Outre cette caractéristique théologique, la liturgie de ces fêtes intéresse notre pratique, car elle se concrétise par des activités. Les mains préparent la nourriture et le corps l’absorbe. La métaphore du repas est particulièrement riche, car tous les sens participent à l’événement : les fidèles parlent avec leurs mains et leurs corps[68]. Ces fêtes se vivent en groupe. Le Lévitique demande de manger toute la viande de l’animal sacrifié le jour même, ce qui n’est possible que si la fête rassemble tout un groupe[69], d’autant plus que des gâteaux et du pain accompagnent la viande. Tout ceci n’empêche pas la parole de Dieu d’être également exprimée sous forme verbale. Le psaume 116, par exemple, semble bien être un élément liturgique d’une célébration vécue par quelqu’un remerciant Dieu pour une guérison. Par ailleurs, « la matière des sacrifices est toujours transformée voire même salée[70] ». Les participants apportent quelque chose qu’ils ont confectionné auparavant. Ils vivent donc déjà la célébration avant même d’y avoir participé[71].
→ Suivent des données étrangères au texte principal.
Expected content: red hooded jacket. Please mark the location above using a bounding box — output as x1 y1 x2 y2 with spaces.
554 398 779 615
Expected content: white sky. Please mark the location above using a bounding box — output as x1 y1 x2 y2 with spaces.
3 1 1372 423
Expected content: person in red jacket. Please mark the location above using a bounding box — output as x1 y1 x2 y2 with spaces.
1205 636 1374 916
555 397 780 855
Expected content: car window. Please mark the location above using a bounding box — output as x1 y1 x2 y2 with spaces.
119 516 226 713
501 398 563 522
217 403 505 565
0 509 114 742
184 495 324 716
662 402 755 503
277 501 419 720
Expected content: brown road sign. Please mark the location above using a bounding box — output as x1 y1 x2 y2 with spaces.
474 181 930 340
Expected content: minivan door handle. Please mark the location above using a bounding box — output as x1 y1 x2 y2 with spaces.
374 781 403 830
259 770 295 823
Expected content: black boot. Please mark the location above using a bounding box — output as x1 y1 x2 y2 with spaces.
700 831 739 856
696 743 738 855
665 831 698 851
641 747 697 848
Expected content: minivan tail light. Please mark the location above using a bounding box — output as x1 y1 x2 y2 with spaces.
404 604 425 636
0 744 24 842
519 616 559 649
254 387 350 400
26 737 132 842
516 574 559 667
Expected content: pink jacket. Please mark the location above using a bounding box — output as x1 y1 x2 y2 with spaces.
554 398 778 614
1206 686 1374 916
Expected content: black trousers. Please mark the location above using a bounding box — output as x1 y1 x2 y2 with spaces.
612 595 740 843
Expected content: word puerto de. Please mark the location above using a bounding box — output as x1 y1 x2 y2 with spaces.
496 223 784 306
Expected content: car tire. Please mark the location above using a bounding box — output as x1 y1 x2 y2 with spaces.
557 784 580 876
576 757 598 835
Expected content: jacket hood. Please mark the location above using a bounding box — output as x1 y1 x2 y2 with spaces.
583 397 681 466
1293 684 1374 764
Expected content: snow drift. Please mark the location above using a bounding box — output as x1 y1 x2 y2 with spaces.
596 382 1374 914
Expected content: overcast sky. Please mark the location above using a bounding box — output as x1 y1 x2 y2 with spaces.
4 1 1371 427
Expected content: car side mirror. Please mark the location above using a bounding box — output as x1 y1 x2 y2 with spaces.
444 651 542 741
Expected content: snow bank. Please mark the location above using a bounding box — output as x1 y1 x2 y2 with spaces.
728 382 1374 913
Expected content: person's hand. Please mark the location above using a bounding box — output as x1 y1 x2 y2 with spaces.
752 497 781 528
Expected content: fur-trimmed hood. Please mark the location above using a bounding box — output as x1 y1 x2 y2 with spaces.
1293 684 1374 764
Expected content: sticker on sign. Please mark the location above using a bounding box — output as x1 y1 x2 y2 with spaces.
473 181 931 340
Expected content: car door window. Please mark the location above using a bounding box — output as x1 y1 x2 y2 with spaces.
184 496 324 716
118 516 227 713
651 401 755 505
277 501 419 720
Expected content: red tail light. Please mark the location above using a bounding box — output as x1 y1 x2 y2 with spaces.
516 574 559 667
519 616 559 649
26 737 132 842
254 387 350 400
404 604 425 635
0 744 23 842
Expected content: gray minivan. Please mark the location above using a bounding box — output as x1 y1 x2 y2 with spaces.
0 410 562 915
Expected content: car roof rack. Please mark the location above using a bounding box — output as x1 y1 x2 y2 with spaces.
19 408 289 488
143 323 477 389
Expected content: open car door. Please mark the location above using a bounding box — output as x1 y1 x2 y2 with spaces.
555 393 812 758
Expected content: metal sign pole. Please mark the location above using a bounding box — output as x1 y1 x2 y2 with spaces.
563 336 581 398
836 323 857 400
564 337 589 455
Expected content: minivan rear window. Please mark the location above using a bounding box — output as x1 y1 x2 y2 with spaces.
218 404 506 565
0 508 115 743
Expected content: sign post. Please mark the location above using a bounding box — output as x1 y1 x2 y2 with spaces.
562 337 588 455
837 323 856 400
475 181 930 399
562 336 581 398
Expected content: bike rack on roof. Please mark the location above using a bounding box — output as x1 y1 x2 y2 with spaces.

Dans le Nouveau Testament, les chrétiens vivaient des liturgies dans différents lieux : le temple, les synagogues, des maisons ou des places publiques[72]. Les célébrants voyaient et écoutaient[73], priaient[74] et recevaient la bénédiction[75], chantaient et parlaient[76]. Les premières liturgies chrétiennes semblent se caractériser par le souci du rassemblement, le lieu en tant que tel n’ayant plus de caractère sacré[77]. Mais toutes ces célébrations n’étaient sans doute pas statiques. Les récits actuels de la passion étaient une liturgie vécue par les convertis au christianisme venant à Jérusalem[78]. Il suffit de les lire pour comprendre que ces liturgies se caractérisaient sans aucun doute par des déplacements dans tel ou tel lieu de mémoire. Par ailleurs, le baptême et la fraction du pain deviennent des éléments fondamentaux de la liturgie. La symbolique baptismale et eucharistique devint même ce qui caractérisa le culte chrétien par rapport à celui de la synagogue, dont il calqua au début de nombreux aspects[79]. Or avec ces deux sacrements nous sommes tout à fait dans une liturgie du geste et du mouvement.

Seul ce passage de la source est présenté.